Guest opinion
Salzman: For women, pandemic-driven change carries added risk
In recent months, I have been asked often — including during virtual events hosted by the Financial Times and The Hill — if there are emerging trends that I view as either positive or negative for women.
This is a topic I have thought, talked, and written about for years — but I find that, amid this global pandemic and continued economic and social upheaval, the forces shaping women's lives today are even more numerous, complex, and essential to understand.
My main concern for women right now is this: With so many adults now working remotely and so many children being schooled from home, it is clear that many women are being compelled to take on a disproportionate share of new household responsibilities driven by the pandemic, and to do so at the expense of their careers.
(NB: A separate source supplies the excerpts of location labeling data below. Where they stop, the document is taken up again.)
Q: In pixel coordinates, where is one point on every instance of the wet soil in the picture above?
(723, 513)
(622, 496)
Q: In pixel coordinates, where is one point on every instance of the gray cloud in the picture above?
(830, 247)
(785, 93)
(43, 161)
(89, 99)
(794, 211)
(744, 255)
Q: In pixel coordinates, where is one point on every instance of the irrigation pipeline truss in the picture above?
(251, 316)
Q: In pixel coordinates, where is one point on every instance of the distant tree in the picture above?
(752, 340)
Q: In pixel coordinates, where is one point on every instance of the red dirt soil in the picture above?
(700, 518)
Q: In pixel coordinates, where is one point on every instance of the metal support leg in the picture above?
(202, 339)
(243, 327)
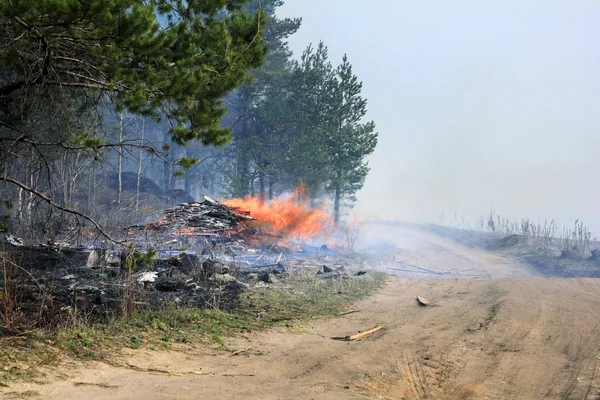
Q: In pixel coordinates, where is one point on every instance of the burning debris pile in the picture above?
(204, 254)
(197, 218)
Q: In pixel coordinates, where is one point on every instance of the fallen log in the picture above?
(423, 301)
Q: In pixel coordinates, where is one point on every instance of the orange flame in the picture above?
(290, 217)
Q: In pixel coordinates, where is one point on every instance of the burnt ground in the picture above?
(497, 329)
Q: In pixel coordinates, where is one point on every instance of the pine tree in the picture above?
(349, 140)
(63, 63)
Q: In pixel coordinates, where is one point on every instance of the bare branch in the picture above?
(59, 207)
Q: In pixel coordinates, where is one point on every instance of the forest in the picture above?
(111, 110)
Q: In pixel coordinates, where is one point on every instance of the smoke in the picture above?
(479, 105)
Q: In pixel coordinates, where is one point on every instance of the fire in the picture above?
(289, 216)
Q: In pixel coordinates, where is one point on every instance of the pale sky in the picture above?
(479, 104)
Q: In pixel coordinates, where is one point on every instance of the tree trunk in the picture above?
(120, 168)
(262, 186)
(137, 194)
(166, 166)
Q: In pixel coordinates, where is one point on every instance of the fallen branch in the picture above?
(346, 313)
(361, 335)
(177, 373)
(235, 353)
(423, 301)
(101, 384)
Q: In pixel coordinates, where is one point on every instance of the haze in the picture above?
(479, 105)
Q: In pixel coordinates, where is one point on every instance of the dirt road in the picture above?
(500, 338)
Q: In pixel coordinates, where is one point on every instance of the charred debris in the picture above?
(199, 254)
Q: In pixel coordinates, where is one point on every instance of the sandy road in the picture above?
(500, 338)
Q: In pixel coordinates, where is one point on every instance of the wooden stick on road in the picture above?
(363, 334)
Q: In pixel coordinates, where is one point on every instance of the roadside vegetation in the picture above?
(551, 249)
(299, 298)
In September, an estimated 865,000 American women dropped out of the labor force — four times more than the number of men who did so. Worse still, McKinsey's newly released Women in the Workplace report indicates that more than one in four women in the U.S. are contemplating downshifting their careers or leaving the workforce entirely — a possibility the consultancy characterizes as "an emergency for corporate America."
This backward slide threatens to erase much of the progress women have made in recent decades. Are we ready to accept a future that looks like the not-so-distant past, where for most heteronormative nuclear families, the man is expected to prioritize a career that makes him the chief breadwinner and the woman is expected to run the household, including the children's education and care, while simultaneously working a job that is viewed as less important?
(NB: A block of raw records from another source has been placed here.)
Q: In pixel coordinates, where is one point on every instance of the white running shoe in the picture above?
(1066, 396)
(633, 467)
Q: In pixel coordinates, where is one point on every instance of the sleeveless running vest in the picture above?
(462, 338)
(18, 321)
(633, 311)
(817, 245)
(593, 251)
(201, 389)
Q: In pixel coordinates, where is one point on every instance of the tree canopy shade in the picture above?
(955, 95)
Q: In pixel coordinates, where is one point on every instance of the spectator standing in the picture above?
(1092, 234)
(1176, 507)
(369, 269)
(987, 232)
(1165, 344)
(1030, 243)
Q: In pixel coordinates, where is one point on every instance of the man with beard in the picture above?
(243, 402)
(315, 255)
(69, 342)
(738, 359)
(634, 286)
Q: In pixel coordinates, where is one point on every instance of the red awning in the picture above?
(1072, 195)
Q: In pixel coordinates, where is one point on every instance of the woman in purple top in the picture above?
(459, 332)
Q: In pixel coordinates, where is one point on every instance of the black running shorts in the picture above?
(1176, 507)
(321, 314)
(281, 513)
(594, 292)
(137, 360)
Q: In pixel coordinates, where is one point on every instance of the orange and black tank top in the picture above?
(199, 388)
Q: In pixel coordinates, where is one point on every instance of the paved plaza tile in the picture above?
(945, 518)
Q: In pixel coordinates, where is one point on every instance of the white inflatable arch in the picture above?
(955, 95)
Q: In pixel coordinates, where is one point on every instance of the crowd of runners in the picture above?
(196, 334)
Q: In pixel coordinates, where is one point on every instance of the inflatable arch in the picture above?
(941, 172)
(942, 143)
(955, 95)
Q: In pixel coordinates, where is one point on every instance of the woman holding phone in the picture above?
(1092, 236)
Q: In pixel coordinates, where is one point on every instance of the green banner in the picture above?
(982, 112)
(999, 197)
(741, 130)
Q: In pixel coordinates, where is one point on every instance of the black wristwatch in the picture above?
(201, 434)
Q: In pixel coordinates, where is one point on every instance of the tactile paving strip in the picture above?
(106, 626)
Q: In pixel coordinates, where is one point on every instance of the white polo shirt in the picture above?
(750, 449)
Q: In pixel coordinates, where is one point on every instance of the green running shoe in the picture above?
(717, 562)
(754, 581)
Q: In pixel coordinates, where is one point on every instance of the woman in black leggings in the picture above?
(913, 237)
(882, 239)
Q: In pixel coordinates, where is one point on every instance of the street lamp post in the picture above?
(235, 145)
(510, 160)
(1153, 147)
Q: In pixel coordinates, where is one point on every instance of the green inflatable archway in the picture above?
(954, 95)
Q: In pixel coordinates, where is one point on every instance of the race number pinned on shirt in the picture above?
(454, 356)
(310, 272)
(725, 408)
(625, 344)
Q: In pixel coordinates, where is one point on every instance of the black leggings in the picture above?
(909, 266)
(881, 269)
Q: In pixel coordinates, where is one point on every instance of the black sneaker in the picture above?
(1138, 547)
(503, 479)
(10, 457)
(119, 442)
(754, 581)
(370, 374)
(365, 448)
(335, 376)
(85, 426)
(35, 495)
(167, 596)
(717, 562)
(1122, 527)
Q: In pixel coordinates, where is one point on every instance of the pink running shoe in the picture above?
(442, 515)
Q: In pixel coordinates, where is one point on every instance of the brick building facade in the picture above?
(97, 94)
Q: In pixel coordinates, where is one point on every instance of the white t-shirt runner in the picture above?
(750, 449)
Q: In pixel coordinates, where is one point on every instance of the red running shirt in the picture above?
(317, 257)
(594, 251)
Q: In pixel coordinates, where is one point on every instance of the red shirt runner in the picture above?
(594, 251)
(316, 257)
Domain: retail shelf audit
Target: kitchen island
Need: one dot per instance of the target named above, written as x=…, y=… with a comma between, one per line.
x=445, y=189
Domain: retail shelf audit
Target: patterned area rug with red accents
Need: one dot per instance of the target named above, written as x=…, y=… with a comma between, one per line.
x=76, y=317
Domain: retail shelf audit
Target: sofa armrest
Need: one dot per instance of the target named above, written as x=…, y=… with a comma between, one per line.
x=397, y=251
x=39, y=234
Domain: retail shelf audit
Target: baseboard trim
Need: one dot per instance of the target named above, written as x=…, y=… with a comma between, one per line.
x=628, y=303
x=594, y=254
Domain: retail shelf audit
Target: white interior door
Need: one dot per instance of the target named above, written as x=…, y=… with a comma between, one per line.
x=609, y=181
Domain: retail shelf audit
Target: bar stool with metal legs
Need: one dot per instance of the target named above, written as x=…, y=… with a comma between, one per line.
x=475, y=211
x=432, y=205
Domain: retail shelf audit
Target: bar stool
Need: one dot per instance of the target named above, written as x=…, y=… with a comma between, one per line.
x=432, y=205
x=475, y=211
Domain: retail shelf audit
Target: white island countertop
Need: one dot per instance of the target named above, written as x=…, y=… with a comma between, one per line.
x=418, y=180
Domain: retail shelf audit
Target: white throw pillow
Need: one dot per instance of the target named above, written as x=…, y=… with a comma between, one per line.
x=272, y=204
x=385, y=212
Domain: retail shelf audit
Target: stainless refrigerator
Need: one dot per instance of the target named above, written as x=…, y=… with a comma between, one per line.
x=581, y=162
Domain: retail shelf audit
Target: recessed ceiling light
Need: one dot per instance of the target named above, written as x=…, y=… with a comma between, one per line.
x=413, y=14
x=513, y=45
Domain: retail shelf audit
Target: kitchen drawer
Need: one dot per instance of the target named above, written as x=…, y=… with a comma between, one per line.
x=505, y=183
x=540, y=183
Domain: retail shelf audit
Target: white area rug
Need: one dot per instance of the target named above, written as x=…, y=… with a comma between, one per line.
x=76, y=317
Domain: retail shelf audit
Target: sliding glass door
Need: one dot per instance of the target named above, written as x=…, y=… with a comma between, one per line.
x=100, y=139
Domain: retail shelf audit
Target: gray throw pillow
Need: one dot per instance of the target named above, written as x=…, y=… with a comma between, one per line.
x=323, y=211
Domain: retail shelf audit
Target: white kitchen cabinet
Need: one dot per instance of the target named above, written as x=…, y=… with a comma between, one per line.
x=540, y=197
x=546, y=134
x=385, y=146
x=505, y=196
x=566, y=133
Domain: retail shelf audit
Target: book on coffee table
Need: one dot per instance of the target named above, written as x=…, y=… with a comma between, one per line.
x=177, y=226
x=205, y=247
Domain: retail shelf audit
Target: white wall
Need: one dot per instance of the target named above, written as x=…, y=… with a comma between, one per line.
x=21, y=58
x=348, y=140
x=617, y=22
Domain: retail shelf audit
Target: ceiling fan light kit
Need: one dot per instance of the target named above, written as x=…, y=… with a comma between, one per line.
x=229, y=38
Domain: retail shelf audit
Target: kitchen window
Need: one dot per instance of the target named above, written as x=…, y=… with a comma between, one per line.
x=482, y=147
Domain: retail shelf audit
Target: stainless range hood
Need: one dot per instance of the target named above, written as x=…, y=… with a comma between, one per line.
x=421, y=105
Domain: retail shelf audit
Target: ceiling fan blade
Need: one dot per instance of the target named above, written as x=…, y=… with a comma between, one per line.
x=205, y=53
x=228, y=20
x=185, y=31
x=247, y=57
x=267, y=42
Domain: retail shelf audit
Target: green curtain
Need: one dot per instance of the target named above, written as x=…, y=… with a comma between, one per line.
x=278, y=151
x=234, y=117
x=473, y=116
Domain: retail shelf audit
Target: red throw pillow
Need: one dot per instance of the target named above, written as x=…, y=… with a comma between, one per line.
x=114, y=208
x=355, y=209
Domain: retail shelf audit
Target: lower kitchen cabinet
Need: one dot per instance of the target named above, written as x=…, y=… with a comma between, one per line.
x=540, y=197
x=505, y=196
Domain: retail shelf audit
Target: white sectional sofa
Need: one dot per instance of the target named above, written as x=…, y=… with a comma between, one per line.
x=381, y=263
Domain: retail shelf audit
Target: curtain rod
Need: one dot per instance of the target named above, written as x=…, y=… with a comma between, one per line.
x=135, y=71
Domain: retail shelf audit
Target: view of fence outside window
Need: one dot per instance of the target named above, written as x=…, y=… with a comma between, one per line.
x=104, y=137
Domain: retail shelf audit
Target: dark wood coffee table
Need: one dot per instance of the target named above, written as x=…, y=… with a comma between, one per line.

At home, at work, and in the broader public discourse, we need to start talking more about this dynamic, which could leave an entire generation of women disadvantaged if it is not addressed. While it is clear that our experience of living with COVID-19 is likely to usher in significant long-term changes in the way we live and work, those changes should not be permitted to come disproportionately at the expense of women. Spouses/partners have an obvious role to play in addressing this trend head-on, as do employers and society in general.
There is reason for optimism. Yes, months of lockdowns, social distancing and travel restrictions have been disruptive to our work and school schedules. It has been an adjustment even for those lucky enough to have remained employed. But the long-term consequence may be that women and men alike are afforded greater flexibility by their employers to perform their jobs and further their careers in a way that better meshes with the responsibilities of raising children and running a household.
In other words, the traditional workday has died; COVID killed it. If the question is no longer, "How can I juggle these incompatible responsibilities within a traditional workday?" but "How can I perform my job responsibilities as effectively as possible on my own schedule?" working parents will have an opportunity to distribute responsibilities more equitably, to the benefit of all. That would be much-needed good news for all of us, women in particular.
Marian Salzman is senior vice president, global communications at Philip Morris International. She has been named one of the world’s top five trendspotters and is among the world’s most-awarded public relations executives. She continues to consider Two Bird Ranch on the East Side her home and was chair of Tucson Values Teachers for two years, from 2014-2016.